French court confirms Bashar al-Assad arrest warrant over Syria chemical attack

File photo showing Syrian President Bashar al-Assad at the Organization of Islamic Cooperation (OIC) leaders summit summit in Riyadh, Saudi Arabia on 11 November 2023
President Bashar al-Assad has denied Syrian government forces were involved in the 2013 chemical attack [EPA]

France's top appeals court has ruled that an arrest warrant for Syrian President Bashar al-Assad issued for alleged complicity in crimes and humanity and war crimes is valid, lawyers say.

Last year, investigative judges sought the arrest of Mr Assad and three others over a deadly chemical weapons attack in Syria in 2013, in which he denied any involvement.

Anti-terrorism prosecutors challenged the French warrant’s validity, saying he had immunity as a sitting foreign head of state.

The lawyers for the plaintiffs in the initial complaint hailed as “historic” the Paris Court of Appeal’s decision rejecting that argument.

“It's the first time a national court has recognised that a sitting head of state does not have total personal immunity,” Clemence Bectarte, Jeanne Sulzer and Clemence said.

France is among the countries that allows the filing of crimes-against-humanity cases in its courts.

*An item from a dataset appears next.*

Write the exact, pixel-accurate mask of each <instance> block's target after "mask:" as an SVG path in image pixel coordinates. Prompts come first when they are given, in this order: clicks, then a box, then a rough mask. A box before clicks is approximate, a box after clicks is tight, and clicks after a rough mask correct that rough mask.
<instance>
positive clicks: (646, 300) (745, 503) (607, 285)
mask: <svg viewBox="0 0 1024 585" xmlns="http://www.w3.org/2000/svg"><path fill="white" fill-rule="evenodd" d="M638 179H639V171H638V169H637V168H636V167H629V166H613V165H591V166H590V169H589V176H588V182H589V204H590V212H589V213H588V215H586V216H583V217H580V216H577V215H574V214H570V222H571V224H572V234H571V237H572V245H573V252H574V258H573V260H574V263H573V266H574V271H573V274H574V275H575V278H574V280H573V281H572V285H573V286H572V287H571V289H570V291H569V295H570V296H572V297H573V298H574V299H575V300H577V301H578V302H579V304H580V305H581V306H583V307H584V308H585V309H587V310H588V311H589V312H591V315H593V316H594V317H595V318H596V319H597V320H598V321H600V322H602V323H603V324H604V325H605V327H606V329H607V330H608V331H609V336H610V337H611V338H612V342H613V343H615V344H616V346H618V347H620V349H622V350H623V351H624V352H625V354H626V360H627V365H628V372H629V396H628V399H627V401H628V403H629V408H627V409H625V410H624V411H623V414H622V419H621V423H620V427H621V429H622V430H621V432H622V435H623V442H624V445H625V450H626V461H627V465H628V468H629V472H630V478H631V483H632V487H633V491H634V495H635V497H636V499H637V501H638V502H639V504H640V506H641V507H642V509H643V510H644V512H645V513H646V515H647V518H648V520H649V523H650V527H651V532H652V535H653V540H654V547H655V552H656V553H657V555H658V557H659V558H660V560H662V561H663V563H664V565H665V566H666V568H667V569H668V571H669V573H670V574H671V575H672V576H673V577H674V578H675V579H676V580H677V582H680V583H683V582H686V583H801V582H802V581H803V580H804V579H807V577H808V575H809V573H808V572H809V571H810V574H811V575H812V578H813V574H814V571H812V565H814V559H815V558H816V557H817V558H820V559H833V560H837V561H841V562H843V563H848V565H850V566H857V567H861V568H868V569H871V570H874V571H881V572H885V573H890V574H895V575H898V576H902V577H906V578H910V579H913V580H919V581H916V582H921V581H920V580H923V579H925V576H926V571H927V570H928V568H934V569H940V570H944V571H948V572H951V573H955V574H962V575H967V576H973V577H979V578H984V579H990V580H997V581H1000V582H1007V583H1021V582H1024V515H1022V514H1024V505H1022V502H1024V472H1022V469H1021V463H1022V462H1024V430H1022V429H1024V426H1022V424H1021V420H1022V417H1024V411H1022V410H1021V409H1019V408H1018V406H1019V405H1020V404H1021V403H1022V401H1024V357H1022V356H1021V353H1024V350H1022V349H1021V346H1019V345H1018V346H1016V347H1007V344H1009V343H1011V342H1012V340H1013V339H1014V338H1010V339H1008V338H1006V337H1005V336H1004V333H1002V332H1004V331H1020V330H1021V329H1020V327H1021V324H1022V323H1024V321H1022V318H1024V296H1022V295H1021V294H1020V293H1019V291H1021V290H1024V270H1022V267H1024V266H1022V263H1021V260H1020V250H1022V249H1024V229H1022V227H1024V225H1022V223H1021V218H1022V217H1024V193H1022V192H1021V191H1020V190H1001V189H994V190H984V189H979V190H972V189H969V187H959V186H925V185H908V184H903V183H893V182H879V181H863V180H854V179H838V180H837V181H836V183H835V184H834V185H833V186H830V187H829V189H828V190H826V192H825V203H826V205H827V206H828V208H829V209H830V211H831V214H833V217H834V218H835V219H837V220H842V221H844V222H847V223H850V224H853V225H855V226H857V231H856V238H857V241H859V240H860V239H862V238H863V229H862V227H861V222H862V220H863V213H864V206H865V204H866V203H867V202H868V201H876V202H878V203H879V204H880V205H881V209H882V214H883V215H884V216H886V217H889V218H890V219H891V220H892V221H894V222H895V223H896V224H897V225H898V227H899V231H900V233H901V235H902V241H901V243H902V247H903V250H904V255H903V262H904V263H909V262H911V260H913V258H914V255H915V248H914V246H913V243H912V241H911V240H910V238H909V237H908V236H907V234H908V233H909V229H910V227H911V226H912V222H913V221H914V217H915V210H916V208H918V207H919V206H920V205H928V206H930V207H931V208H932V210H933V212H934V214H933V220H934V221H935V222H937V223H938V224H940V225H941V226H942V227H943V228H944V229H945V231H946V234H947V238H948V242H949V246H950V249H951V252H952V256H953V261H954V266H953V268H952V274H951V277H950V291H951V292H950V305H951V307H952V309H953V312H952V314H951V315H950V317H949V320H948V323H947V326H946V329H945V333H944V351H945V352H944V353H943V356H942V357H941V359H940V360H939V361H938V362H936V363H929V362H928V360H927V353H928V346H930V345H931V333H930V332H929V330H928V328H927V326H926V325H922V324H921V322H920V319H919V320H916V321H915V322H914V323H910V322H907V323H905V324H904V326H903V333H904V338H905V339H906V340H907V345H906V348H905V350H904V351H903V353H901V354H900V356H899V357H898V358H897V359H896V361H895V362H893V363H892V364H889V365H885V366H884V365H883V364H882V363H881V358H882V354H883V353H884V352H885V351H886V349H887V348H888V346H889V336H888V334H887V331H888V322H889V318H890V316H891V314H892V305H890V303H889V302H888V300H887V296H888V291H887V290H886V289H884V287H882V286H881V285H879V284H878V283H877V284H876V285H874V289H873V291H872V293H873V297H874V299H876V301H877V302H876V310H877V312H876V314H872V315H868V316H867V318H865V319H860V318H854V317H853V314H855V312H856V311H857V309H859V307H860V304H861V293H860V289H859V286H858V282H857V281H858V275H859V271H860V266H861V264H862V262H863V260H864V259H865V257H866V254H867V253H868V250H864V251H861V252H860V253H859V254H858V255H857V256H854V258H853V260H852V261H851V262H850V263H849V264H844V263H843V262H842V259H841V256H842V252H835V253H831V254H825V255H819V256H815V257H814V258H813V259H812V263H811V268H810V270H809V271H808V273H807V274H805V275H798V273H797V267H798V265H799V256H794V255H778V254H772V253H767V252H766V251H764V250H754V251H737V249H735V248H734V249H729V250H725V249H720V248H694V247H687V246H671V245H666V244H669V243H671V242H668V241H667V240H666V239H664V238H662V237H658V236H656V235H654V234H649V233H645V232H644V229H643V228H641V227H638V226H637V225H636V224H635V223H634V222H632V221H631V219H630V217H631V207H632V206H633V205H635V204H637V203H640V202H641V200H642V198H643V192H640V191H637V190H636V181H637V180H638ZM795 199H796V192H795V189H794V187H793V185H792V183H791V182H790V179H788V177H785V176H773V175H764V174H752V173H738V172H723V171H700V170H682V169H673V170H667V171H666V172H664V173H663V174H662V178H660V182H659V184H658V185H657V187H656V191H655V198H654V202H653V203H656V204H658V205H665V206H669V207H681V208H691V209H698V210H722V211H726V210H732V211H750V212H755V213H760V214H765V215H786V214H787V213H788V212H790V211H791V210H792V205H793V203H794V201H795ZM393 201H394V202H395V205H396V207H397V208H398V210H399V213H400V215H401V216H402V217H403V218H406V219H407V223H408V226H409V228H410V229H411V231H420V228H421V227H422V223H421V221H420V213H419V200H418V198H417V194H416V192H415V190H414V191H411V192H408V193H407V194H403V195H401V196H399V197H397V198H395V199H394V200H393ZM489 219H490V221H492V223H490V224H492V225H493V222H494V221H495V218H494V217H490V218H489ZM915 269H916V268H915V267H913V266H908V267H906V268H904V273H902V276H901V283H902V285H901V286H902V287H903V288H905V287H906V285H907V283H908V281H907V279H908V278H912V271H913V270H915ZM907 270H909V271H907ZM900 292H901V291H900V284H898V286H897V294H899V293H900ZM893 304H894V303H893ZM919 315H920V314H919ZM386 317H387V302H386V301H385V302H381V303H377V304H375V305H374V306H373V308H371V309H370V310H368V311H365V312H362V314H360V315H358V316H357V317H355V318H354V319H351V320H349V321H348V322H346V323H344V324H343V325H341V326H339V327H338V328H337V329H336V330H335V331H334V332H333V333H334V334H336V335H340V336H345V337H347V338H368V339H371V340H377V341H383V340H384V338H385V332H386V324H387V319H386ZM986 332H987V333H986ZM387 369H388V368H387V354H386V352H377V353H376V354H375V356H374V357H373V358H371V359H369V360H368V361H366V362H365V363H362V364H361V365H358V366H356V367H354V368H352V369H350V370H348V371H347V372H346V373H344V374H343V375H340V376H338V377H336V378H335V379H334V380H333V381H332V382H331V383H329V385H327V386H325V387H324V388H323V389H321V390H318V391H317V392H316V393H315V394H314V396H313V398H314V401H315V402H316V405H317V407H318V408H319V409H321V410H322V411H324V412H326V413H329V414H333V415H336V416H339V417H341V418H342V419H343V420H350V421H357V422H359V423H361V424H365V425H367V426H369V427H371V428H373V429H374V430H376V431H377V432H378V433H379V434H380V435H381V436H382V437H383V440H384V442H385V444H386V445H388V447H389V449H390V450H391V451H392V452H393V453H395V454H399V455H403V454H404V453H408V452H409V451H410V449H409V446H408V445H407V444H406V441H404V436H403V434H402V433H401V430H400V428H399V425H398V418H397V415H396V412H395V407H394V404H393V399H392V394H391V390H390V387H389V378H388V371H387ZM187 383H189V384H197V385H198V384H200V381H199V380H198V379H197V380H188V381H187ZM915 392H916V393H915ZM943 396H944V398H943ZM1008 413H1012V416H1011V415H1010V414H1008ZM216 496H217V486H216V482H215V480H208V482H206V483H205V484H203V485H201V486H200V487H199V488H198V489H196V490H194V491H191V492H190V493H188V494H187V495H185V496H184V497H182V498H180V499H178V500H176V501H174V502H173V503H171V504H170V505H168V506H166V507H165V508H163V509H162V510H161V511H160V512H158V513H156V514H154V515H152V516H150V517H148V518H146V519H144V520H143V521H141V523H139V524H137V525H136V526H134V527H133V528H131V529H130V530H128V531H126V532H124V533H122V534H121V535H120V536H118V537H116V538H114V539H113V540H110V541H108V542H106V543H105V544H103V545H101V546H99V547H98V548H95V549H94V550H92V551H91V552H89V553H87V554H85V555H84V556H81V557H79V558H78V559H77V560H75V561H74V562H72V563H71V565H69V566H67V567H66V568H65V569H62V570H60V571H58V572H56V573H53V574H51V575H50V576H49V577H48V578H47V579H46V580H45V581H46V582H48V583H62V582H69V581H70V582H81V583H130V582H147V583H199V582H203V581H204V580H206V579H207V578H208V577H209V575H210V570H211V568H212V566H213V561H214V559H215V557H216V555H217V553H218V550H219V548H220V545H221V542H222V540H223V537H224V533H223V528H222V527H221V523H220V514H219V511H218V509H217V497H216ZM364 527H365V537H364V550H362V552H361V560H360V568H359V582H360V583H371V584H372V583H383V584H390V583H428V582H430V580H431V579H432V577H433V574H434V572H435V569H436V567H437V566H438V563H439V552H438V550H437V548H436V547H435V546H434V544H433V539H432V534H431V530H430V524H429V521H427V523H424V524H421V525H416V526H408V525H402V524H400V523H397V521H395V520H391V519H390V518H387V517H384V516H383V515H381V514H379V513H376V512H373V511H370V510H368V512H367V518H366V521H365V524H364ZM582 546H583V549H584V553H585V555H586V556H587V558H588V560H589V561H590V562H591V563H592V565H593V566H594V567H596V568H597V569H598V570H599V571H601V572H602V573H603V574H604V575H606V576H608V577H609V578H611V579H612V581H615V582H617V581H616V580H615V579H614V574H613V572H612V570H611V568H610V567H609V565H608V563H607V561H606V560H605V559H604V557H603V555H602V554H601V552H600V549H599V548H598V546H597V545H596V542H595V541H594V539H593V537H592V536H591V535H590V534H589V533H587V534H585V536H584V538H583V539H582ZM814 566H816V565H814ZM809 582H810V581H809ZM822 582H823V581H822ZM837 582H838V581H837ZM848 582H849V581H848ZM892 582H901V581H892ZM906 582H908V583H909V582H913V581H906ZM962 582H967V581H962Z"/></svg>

Syria has been devastated by a civil war that erupted after Mr Assad's government responded with deadly force to peaceful pro-democracy protests in 2011.

The conflict has left half a million people dead and caused half the population to flee their homes, including almost six million refugees abroad.

In August 2013, there was a chemical weapons attack in the then-opposition-held Ghouta region on the outskirts of Damascus.

UN experts confirmed that rockets containing the nerve agent sarin were used, but they were not asked to ascribe any blame.

Sarin, like other nerve agents, interferes with an enzyme that stops muscles from contracting. When the enzyme is stopped or is not working correctly, muscles are constantly being stimulated. If muscles are constantly contracting people may not be able to breathe.

Western powers said only Syrian government forces could have carried out the attacks. Mr Assad denied the allegation and blamed rebel fighters.

The president did subsequently ratify the Chemical Weapons Convention and agree to destroy Syria's declared chemical arsenal. But investigators from the UN and the Organisation for the Prohibition of Chemical Weapons (OPCW) have blamed government forces for a number of deadly chemical attacks which have taken place since then.

Three years ago, survivors and the Syrian Centre for Media and Freedom of Expression (SMC) filed a complaint to French investigative judges in Paris over the 2013 attack.

They alleged crimes against humanity and war crimes were committed and that a French court could therefore prosecute individuals under the legal concept of universal jurisdiction.

Last November, the judges agreed and issued arrest warrants for Mr Assad; his brother Maher, who leads the Syrian army’s fourth armoured division; General Ghassan Abbas, director of the Scientific Studies and Research Centre (SSRC); and General Bassam al-Hassan, a presidential adviser and liaison officer with the SSRC.

The appeal by anti-terrorism prosecutors did not question the evidence but sought to annul the warrant for the president. They argued that immunity for sitting foreign heads of state should only be lifted for international tribunals like the International Criminal Court (ICC).

On Wednesday, the Paris Court of Appeal said it had confirmed the validity of the warrant.

"Prohibiting the use of chemical weapons is part of customary international law as a mandatory rule, and the international crimes that the judges are looking at cannot be considered as being part of the official duties of a head of state. They can thus be separated from the sovereignty naturally attached to these duties,” a statement said.

Although Mr Assad is unlikely to face trial in France, SMC director Mazen Darwish said it marked a “a crucial step towards justice for the victims of chemical attacks”.

“It sends a clear message that impunity for serious crimes will not be tolerated, and the era when immunity could serve as a shield for impunity has come to an end,” he added.

Syria is not a party to the Rome Statute, the treaty that established the ICC, and does not recognise its jurisdiction.